Native Plant Initiative

Our Goal

To educate the public about the value of biodiverse native gardens as mitigation against the effects of climate change.

Just as reducing time spent idling may be a seemingly invaluable change on a personal level, as a collective, it has big impacts. So too can installing a native plant garden on your property, here in Holly Springs. 



The Challenge Before You

Starting a garden from scratch? As little as a 3" X 3" plot of pollinator friendly wildflowers is enough to bring about positive change.

Swapping out non-natives for native? A tree here, a shrub there-it all helps! A total makeover is not required.

Whether you own commercial or personal property, rent an apartment or a home, any choice of native plants, even those in pots, provides food, shelter, a water source and some shade for native wildlife.

Meet Our Partner

Let Us Know About It

Shop-Plant-Send us a Photo!

We would love to see what you've done. Email cleanairhollysprings@gmail.com to let us know what native upgrades you've installed. Send us a photo to Instagram @cleanairhs, Facebook @cleanairhs, or Twitter @cleanairhs or shoot a video and tag us on Tiktok @cleanairhs.

Share With Friends and Neighbors

Wildlife needs safe and protected corridors to move, eat, sleep and thrive. Native landscaping cannot be restricted to few areas with big islands of asphalt, concrete and nonnatives in between.
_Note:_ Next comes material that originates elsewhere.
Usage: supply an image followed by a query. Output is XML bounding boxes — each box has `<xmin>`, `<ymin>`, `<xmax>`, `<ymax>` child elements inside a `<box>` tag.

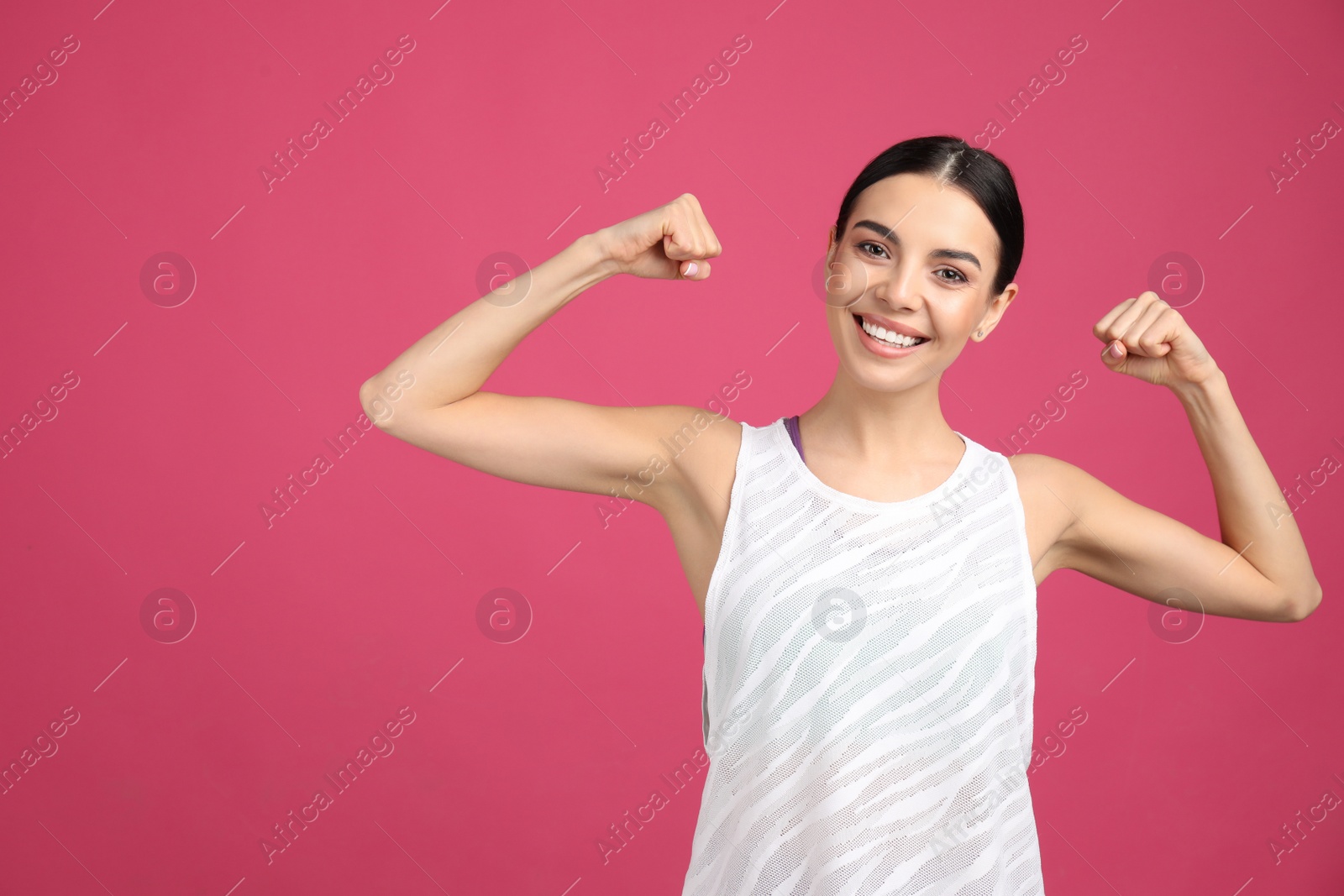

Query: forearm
<box><xmin>1173</xmin><ymin>371</ymin><xmax>1320</xmax><ymax>605</ymax></box>
<box><xmin>360</xmin><ymin>233</ymin><xmax>614</xmax><ymax>411</ymax></box>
Who can you share this initiative with? Please, help us spread the word1

Keep It Up

Gardens are always a work in progress. If you rely on professional landscaping services, ask about their use of native varieties of plants and request they restrict their use of harmful pesticides. If you go it alone, as one native section of your yard thrives you may decide to add more. This can be done overtime to reduce your workload and to spread out the cost of landscaping changes.

Biodiversity & Climate Change-The threat to Humans

Both environmental crises are caused by humans. 

Can we reverse the damage? Slow it even?

It is widely understood that we must. As our climate warms and biodiversity is lost, humans, especially marginalized communities of people, will suffer. We rely on biodiverse ecosystems to pollinate our crops, cycle nutrients in our soils and to improve water and air quality. As ecosystems crash, our reliable food sources, like seafood, will diminish in quality and availability. With climate change, it is expected that 50-70% of our human population will be exposed regularly to life-threatening heat events while storm severity increases and wildfires ravish wild and developed areas. Richly biodiverse ecosystems can buffer these extremes.